List:03 What to Bring

My Packing List:
Not everything goes on every trip, this is what I have taken that I will take again.

Backpack with rain cover
Fanny Pack
Stuff Sacks

tent with poles and stakes and fly
tarp/ground cloth
or hammock, net and rain fly

Sleeping bag and liner
Sleeping pad
inflatable pillow

Kettle or pot
cooking pouches
extra baggies
long spoon
toaster fork/foil
water bottles
water purification system

weather reliant layers
always bring a knit hat and extra wool socks
camp shoes
sunglasses and sun hat
bug net for your head
poncho or rain gear
light fleece jacket or puffy
You can use extra clothes in a stuff sack as a pillow or find room for one.
sleeping clothes

headlamp and tiny flashlight that I clip to my pack zipper so I can see inside it
Luminaid lantern

Repair kit:
Tenacious tape
2 small zip ties
small multitool
ripstop nylon patches
3-4 large sturdy safety pins
2 sewing needles and a length of dental floss
extra buckle
air mattress repair patch
tent pole repair sleeve

First Aid:
Small packet of wet wipes
tiny tube of hand sanitizer
self-sticking wrap
6-8 bandaids in a couple sizes
butterfly closure strips
tooth cement (a tiny plastic container of numbing agent to pack into a cracked or broken tooth)
Saline misting spray if anyone is prone to nosebleeds
antibiotic ointment
Pepto tablets
2 gauze pads
extra tampons
tiny nail scissors
lip balm
bug dope
stick-on forehead thermometer
foam ear plugs

Map of trail
trail guide if possible
2-3 clips (mainly to attach wet clothing to dry on your pack, you will find many other uses)
trash bags (compactor bags are good for this)
small umbrella (light rain or hot sun protection, just tuck the handle in your pack strap)
hiking poles or stick
toilet paper and trowel
toothbrush and paste
comb/hair holders
notebook and pen
bandanna (more than one)

It looks like a TON of stuff, but everything on the list adds up to a little over 20 pounds!  Most of it is tiny.

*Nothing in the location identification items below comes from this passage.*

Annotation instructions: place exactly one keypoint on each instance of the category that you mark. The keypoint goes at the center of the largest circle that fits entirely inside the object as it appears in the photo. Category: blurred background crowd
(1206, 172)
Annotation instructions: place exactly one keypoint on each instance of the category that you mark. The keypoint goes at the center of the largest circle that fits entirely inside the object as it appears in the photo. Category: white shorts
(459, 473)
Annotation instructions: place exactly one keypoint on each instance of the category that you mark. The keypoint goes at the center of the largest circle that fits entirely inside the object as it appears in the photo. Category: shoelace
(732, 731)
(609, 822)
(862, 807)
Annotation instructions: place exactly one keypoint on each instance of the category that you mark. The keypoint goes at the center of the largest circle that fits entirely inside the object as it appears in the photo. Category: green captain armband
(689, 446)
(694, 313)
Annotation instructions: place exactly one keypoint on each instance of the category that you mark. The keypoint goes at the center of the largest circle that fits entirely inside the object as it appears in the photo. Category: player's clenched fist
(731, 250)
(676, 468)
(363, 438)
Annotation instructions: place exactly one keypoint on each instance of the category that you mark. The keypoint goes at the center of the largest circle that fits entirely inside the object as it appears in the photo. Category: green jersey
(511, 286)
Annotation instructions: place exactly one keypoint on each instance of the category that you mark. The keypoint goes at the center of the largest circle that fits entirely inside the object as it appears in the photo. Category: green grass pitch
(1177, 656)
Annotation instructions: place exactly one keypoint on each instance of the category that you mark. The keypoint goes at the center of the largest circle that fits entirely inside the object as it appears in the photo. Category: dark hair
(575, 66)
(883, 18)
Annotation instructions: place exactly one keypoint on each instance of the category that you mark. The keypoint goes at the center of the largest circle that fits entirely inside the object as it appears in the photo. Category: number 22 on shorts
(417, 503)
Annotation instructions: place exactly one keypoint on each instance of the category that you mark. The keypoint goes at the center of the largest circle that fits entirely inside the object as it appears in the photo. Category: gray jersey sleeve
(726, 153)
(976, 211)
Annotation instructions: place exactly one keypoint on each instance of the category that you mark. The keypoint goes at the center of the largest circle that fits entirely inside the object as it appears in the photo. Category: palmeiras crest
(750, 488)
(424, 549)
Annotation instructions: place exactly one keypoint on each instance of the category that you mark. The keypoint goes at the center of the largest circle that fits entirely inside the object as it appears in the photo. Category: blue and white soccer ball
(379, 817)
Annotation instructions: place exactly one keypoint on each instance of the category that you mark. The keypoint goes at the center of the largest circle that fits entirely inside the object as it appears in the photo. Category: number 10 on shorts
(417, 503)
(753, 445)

Ultralight gear is awesome AND it's $$$ AND it is very often made with fragile materials to keep the weight down, making it something you have to really care for every step of the way to keep from getting shredded. I advise going for the lightest you can afford that still has good durability, so 20 to 25 pounds is a very attainable goal. Your Big Four are pack, shelter, sleeping bag, sleeping pad. Get the weight down on these-even if you have to swap out as the money is there to do it-and each upgrade will improve your situation.